Cuando llegué a la oficina pensé que era un gendarme, hasta creí que era lesbiana pero cuando la vi trabajar dije ¡oh cielos, es una maquina!, pero después de platicar con ella supe que era una flor.
Así era Margarita mi amiga, extrovertida y tenaz. La acompañé en sus múltiples facetas como mujer, madre, amiga y esposa en sus 3 matrimonios. Con un maravilloso sentido del humor, experta en su trabajo y en ocasiones, distraída, siempre lograba ser amiga de todo el que la conocía. Un día caluroso nos encontramos quejándonos de la ropa, pegajosa y ajustada, era lo peor; nos sentíamos patacones, sentíamos el sobrepeso de los eternos días sentados frente al escritorio en la oficina; le recomendé unas pastillas que yo tomaba para bajar de peso, bueno más que nada eran para activar la digestión; gustosa las tomó y decidió adoptarlas como terapia, así, si no bajaba de peso por lo menos se sentía menos culpable al comer sus acostumbrados postres vespertinos, que compartía conmigo únicamente cuando ya no podía comer ni uno más.

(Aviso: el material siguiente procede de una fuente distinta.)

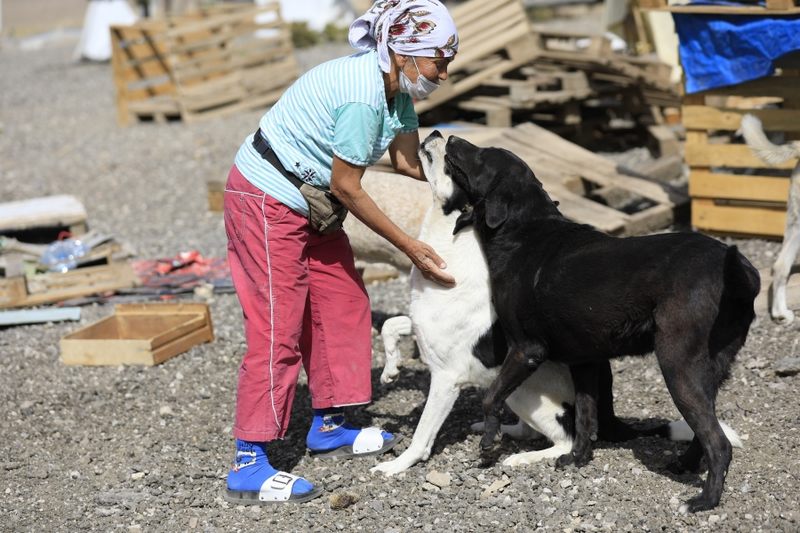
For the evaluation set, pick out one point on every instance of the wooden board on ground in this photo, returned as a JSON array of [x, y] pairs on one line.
[[48, 211], [571, 175], [39, 289], [139, 334]]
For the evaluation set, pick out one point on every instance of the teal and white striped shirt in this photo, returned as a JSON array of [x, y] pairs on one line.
[[337, 108]]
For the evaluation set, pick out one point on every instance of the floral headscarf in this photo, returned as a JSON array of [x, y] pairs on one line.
[[410, 27]]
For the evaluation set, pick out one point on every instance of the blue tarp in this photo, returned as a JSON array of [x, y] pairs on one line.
[[720, 50]]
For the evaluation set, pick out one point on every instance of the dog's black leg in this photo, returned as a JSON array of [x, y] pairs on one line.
[[610, 428], [688, 461], [585, 380], [520, 363], [693, 386]]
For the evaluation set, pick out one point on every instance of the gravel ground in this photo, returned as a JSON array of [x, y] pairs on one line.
[[147, 449]]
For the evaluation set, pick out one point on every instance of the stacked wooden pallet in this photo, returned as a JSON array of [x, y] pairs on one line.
[[522, 72], [216, 61], [494, 38]]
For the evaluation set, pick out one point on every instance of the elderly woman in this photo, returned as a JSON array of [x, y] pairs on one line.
[[301, 297]]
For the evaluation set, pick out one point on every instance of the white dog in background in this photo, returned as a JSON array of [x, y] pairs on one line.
[[773, 154], [453, 329]]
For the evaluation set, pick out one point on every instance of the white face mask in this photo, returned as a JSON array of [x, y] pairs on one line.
[[420, 90]]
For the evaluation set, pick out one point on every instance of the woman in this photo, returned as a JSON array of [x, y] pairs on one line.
[[301, 297]]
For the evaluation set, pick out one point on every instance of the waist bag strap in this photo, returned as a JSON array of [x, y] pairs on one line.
[[268, 154]]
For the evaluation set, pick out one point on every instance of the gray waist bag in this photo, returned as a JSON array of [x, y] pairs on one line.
[[325, 212]]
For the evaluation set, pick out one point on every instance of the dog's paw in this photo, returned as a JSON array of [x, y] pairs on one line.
[[783, 317], [565, 460], [389, 376], [696, 504]]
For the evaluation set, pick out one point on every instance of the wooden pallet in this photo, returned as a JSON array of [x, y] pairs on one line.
[[772, 7], [568, 70], [217, 61], [139, 334], [494, 37], [40, 289], [589, 186], [732, 190]]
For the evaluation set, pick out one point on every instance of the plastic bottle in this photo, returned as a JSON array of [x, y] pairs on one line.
[[61, 256]]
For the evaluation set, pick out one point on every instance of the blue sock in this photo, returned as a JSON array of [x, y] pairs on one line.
[[251, 468], [329, 431]]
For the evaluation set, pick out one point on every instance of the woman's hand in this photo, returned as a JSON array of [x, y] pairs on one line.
[[428, 262]]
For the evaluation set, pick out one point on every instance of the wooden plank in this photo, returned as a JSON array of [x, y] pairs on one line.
[[46, 211], [39, 316], [12, 290], [727, 10], [777, 86], [706, 184], [586, 163], [183, 344], [705, 117], [51, 288], [725, 155], [737, 219]]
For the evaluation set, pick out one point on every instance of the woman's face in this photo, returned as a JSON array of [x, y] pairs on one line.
[[433, 68]]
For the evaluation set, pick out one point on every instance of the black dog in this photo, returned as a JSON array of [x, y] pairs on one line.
[[566, 292]]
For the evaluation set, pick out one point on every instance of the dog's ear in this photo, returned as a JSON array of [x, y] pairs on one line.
[[464, 219], [496, 211]]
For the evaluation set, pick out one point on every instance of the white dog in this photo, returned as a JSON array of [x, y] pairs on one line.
[[453, 328], [773, 154]]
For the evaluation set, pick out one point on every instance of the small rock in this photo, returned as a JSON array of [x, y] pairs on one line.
[[788, 366], [497, 486], [430, 487], [342, 500], [439, 479]]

Comenzó con su terapia psicotrópica, a los pocos días logró ver los primeros resultados, se le metió la idea de volver a la talla de su primer vestido de novia, talla 7. Así comenzó a marchitarse mi amiga flor. Cada día era más esbelta pero también más pálida; cada día estaba más obsesionada y más emocionada. Día con día su sonrisa se iba haciendo opaca. Orgullosa me decía mientras se miraba en el espejo, sé me marcan los huesos, mira, tócame, o me preguntaba ¿ya viste cómo me queda la ropa, verdad que ya bajé muchísimo? Dejó de comer postres conmigo, dejó de ir a trabajar, dejó de sonreír a causa de mu muerte lenta, sí, mi amiga Margarita dejó de existir. Nunca más tomé esas pastillas, nunca más volví a pensar en mi apariencia ni en la de los demás, entendí la importancia de la personalidad y distinguí el valor de la compañía.